Speaking on the first day of the two-day consultative workshop on ‘Combating impunity: Defending Pakistani media and journalist against attacks’ organised by a non-governmental organisation, the Intermedia Pakistan, they said that on an average one journalist was killed in every 28 days.
They called for a legal framework and mechanism to effectively counter the impunity enjoyed by culprits and criminals and deal with them sternly and quickly according to the law.
They said that the Reporters without Borders, an international organisation, had ranked Pakistan as the most dangerous country in the world for the past two years — 2011 and 2012.
They said the number of journalists killed in the country over the past 12 years totalled 94.
Lawyer Asad Jamal said that over 60 journalists had been shot at a close range.
He said Balochistan had topped the list as the most dangerous place for journalists in Pakistan, and 28 journalists had been killed there in 12 years.
He said that 23 were killed in Sindh in the same period.
He lamented that only in the case of American journalist Daniel Pearl proper investigations were conducted and criminals arrested, prosecuted and convicted.
The only other example in which some progress was made was the Syed Saleem Shahzad murder case in which a commission was formed and it submitted its recommendations, Jamal added.
He said that an environment of impunity had emboldened criminals who were sure that they could get away with the killing of journalists.
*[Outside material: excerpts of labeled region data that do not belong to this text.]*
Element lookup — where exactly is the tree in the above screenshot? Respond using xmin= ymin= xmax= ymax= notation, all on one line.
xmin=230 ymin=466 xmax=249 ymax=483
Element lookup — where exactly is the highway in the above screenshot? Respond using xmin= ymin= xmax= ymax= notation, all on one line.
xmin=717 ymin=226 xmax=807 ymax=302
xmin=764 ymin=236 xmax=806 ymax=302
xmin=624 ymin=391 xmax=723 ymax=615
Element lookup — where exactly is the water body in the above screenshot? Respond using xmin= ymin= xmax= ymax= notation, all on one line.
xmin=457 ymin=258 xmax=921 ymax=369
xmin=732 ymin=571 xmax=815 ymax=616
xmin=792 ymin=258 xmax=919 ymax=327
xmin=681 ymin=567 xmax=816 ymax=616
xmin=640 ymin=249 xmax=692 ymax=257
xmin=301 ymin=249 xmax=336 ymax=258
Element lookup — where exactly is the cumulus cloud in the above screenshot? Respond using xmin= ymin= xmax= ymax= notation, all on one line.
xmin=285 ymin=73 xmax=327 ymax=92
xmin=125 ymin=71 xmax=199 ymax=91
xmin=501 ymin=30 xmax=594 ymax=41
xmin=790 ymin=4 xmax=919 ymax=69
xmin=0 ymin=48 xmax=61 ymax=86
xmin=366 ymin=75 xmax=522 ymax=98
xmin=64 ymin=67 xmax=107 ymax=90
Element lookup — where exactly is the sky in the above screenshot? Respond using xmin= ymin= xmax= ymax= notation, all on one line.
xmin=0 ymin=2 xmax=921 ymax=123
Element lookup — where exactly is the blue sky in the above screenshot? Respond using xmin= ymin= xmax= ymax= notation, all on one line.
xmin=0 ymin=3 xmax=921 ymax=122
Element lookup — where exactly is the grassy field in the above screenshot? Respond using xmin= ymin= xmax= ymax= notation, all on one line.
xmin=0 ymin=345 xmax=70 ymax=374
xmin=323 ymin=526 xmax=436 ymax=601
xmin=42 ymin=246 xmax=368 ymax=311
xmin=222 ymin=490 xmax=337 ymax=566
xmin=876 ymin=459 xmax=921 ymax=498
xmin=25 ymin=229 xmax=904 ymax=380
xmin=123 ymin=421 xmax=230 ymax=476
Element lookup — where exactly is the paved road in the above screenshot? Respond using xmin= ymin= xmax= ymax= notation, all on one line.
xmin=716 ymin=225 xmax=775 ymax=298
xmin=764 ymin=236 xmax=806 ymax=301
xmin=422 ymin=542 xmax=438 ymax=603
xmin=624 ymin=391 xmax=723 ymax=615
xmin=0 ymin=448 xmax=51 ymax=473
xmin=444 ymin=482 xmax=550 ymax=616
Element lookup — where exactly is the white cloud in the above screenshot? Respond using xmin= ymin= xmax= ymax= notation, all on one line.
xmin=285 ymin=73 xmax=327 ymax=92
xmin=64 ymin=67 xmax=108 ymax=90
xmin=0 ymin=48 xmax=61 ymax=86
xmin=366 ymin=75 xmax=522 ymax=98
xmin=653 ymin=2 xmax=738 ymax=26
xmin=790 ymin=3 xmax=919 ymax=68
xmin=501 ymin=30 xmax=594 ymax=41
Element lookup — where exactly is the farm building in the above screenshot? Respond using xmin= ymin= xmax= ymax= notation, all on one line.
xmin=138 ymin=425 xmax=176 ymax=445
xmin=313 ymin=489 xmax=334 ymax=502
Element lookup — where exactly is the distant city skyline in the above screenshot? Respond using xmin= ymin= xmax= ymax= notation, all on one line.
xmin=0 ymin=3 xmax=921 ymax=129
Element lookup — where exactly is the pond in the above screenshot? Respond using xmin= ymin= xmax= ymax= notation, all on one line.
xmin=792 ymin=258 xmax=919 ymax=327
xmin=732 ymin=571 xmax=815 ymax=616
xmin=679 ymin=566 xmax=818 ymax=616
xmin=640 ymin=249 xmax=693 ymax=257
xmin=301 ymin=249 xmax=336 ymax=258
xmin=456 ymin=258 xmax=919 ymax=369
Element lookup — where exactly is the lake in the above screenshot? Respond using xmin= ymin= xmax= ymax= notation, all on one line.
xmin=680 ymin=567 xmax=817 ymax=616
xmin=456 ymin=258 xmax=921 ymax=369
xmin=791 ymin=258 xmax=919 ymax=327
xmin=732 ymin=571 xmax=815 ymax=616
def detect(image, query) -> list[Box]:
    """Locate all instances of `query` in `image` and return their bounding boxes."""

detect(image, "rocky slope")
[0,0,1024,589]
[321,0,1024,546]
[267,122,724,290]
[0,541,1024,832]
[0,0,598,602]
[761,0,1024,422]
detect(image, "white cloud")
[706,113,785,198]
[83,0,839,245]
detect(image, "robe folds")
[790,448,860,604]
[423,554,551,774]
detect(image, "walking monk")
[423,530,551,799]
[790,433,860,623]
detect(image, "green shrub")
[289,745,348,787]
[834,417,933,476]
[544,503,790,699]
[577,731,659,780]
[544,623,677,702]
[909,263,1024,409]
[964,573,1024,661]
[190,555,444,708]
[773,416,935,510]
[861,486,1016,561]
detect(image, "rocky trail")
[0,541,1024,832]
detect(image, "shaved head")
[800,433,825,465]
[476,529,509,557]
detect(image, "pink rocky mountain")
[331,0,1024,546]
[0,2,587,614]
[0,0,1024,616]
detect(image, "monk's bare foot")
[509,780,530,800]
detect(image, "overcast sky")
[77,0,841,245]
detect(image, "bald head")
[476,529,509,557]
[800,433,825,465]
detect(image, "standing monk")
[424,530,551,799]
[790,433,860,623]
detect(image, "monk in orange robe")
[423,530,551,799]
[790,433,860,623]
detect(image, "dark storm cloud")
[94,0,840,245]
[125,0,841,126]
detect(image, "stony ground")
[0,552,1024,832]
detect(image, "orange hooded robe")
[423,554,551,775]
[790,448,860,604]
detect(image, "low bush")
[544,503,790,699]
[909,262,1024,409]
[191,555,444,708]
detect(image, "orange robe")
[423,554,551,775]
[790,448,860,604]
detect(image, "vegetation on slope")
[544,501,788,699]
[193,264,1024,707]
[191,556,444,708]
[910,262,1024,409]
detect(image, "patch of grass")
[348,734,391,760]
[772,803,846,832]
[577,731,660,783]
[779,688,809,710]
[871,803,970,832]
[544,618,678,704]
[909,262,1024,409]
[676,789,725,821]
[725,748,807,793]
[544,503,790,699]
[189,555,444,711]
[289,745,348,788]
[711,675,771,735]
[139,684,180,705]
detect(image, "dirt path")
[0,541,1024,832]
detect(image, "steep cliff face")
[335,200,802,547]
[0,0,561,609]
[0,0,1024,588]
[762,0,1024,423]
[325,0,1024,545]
He said that similar situations in many countries had forced the United Nations to adopt a resolution, calling upon member states to put in place mechanism so that journalists could work freely, because each killed or neutralised by terror was one less observer of human conditions and every attack distorted the reality by enforcing self-censorship.
He said the UN had also called for prevention mechanisms and action to address some of the root causes of violence against journalists and impunity enjoyed by culprits.
He said Mexico, where 57 journalists had been killed in the past 10 years, had taken a lead and set up a special prosecutor’s office to deal with cases relating to journalists.
But in Pakistan, he said, in many cases even FIRs were not registered.
Advocate Aftab Alam suggested that laws specifically dealing with violence against journalists should be enacted and hearings held regularly.
He also suggested that a network of the legal fraternity be established so that journalists, if attacked, could get legal assistance.
Representatives of the journalist community were of the view that in most cases employing organisations, which had high stakes, as well as the state rarely supported them when they were attacked and they had been left defenceless, making them more vulnerable.
They criticised the role of the state and said that all witnesses in the case of murdered journalist Wali Babar had been killed and no action had been taken.
Karachi Union of Journalists President G M Jamali said that laws were there and the real issue was how to make the state enforce them.